Ernst, et. al,
One good cheat deserves another. I notice in the excerpt of Herschel Baker's intro to King John, he writes that Shakespeare's play gives us a story of a king "plagued by a rival with a better claim." I like Peter Saccio's expansion and review of this idea in Shakespeare's English Kings: History, Chronicle and Drama. Saccio writes:
Shakespeare is unique (at least among sixteenth-century writers dealing with John) in his interpretation of the reign. In the contest with Arthur, Shakespeare's John is flatly a usurper. Eleanor of Aquitaine is made to remark that he holds the crown "by strong possession much more than … right." As we have seen, this notion entails stricter views of royal inheritance than were in fact current in 1199. It implies a firm legitimist rule of dynastic descent that was to develop only in much later times. The notion is also at variance with Tudor accounts of John. Most Tudor historians do not question the legitimacy of John's crown. In Holinshed there is no serious doubt about his right: Richard I wills all his dominions to John, the English lords swear fealty accordingly, and only a few French towns consider that Arthur has a better claim. Only if we go back to Polydore Vergil, a Catholic historian who reflects medieval monastic chroniclers hostile to John because of his defiance of the pope, do we find charges of usurpation. Even The Troublesome Reign, while manifesting the same pattern of events, does not harp on this string. (Saccio 202-203)So my question is this: does the view of John as usurper take shape in the play because Shakespeare himself is a product of a time concerned with "legitimist rule" or because it is necessary for a more dramatic text? What leads to this particular characterization?

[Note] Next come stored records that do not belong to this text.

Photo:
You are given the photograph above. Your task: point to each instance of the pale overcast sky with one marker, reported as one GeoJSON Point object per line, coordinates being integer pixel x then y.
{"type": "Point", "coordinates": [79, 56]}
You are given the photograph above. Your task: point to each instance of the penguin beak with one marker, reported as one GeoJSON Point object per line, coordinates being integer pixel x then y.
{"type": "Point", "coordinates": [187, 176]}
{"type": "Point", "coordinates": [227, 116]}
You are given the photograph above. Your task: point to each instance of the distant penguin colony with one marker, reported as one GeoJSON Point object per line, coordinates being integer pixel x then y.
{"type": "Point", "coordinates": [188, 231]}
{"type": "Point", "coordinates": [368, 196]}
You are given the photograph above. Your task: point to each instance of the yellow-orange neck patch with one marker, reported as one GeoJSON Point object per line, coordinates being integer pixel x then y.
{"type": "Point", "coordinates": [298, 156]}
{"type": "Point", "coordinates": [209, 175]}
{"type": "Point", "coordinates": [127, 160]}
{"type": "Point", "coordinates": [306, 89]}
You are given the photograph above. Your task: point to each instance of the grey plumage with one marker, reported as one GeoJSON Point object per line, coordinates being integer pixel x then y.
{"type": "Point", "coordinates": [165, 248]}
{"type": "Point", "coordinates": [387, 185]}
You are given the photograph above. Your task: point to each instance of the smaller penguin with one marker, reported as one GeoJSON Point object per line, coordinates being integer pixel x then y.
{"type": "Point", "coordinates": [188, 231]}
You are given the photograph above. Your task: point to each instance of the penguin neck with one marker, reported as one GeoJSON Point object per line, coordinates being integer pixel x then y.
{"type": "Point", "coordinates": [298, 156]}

One place we might look is the earlier Richard III (I'm accepting various people's placement of King John between the two tetralogies). When we discussed Richard III, Gil connected us to Josephine Tey's The Daughter of Time, a detective novel in which the protagonist, Alan Grant, explores the veracity of the Richard character we've come to know from Shakespeare's play. Gil wrote: "Recognizing that the popular 'knowledge' of Richard is a monster, the crunchbacked murderer of the princes in the Tower, Grant sends young Carradine on multiple research missions, and 'solves' the historical truth ('Truth is the daughter of time') about the king. The history that we all know was written by John Morton (Bishop of Ely in our play), transcribed by Saint Sir Thomas More as The History of King Richard the Third, adapted by Hall, then Holinshed, and the latter three were Shakespeare's sources. All were writing under the patronage of the Tudors, Henry VII, Henry VIII, and then Elizabeth. Winners write history. Henry VII had a most marginal claim to the throne, his father Owen Tudor, married the granddaughter of John of Gaunt's illegitimate son. We know from Henry IV through Henry VI how usurpation is the stain from which there is no escape. Henry VII, with such tenuous legitimacy, then disposed of every more legitimate claimant, including ― TA DA! ― the princes in the tower. Then, his historians 'murdered' Richard's reputation post mortem. Richard was not even deformed, though apparently thin and one shoulder was slightly higher than the other. Yeah, it's only a detective novel, but it apparently is built on the more accurate account of Richard who, after the Tudor reign and their creation of the Tudor myth, has been rehabilitated."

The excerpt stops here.